There was a Theban law that said a general could not retain his command longer than the time provided by law. A breach of this law could be punishable by death. While he was conducting his campaigns in the field with his subordinate officers, Epaminondas was informed that his command’s expiration date was approaching. But it was his judgment that to abandon his command in the middle of a campaign could have disastrous consequences. He chose to stay where he was for four months longer than the time prescribed by law.
But at a later date, his subordinates were brought to trial in Thebes for their alleged breach of the rules regarding command durations. Epaminondas told them to lay all the blame at his feet; he told them that they had been acting under his instructions and that he alone was responsible for their conduct. His men spoke as he directed. He also appeared in court personally to address the tribunal. Before he arrived, they had been skeptical of the excuses given by his subordinate commanders. He told the magistrates that they should write down the following words as part of his sentence. Then he spoke to this effect:
Epaminondas was sentenced to death by his own people because at the Battle of Leuctra he made them defeat their bitter enemies the Spartans. Before him no one had dared face the Spartans in battle, and because of his generalship he saved Thebes and the rest of Greece. He routed the Spartans from the field and brought the war to a successful conclusion.
When he was finished with this caustic comment, ripples of laughter swept through the courtroom. By using this kind of sarcasm, he was able to remind the tribunal how petty and unimportant their concerns were when placed against the larger picture. The case against himself and his colleagues was dismissed soon after this.
There is another revealing anecdote that tells us something about the character of this great man. He seems never to have married. This fact attracted the disfavor of another prominent Theban named Pelopidas. But Pelopidas was also known to have a dissolute and immoral son. Pelopidas chastised Epaminondas, telling him that his failure to leave any issue behind was a harm committed against his country. Epaminondas looked at him and said,
Do not speak to me of wrongs. You should take care that you do not harm your country by leaving behind a son like yours. But more than this, I have in fact left behind offspring. I leave as my daughter the Battle of Leuctra: and she is certain not only to outlive me, but to become immortal.

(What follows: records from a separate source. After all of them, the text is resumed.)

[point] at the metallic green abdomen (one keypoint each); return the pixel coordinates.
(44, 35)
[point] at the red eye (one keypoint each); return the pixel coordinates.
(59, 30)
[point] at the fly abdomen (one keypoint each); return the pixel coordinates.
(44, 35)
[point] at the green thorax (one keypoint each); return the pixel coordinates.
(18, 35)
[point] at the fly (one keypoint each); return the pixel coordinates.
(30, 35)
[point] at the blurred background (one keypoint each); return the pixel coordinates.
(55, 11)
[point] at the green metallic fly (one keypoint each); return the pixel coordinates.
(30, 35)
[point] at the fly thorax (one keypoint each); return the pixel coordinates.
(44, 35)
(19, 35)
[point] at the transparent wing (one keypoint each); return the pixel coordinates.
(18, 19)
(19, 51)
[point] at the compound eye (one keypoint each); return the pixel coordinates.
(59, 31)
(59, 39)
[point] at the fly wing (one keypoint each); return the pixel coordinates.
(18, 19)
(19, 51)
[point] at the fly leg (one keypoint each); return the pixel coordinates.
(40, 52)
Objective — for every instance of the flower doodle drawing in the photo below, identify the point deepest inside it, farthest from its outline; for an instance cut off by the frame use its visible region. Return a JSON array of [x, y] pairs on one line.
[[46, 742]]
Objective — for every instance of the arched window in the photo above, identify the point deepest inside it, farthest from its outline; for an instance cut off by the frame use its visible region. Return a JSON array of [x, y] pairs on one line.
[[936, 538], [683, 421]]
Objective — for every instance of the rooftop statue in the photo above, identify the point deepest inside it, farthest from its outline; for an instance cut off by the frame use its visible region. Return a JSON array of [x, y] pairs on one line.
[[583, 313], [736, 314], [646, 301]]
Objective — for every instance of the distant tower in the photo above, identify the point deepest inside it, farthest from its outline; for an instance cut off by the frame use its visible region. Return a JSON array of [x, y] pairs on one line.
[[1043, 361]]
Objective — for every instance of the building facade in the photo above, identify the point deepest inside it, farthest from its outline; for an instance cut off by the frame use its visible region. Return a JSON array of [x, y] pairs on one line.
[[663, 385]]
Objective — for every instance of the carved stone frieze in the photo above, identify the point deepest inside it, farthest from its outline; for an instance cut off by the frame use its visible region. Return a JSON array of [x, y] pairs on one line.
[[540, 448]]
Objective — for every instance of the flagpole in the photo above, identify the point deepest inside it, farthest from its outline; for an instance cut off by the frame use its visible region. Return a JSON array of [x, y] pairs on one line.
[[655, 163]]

This was his response to Pelopidas.
He was eventually killed during the Battle of Mantinea in 362 B.C. As often was his habit, he threw himself into the thick of the fray and so exposed himself to danger once too often; during a melee he was hit by a lance thrown from a distance. The head of the lance was embedded in his side and he realized the wound would be a mortal one; he also knew that if he pulled it out, he would die immediately (internal organs tend to close around weapons penetrating the body). He wanted to stay alive until he heard the outcome of the battle. When he learned that his men had been victorious, the historian Nepos tells us that Epaminondas said the following:
Satis vixi; invictus enim morior.
And this means: I have lived long enough; now I die unconquered. He then pulled out the lance’s head and quietly expired.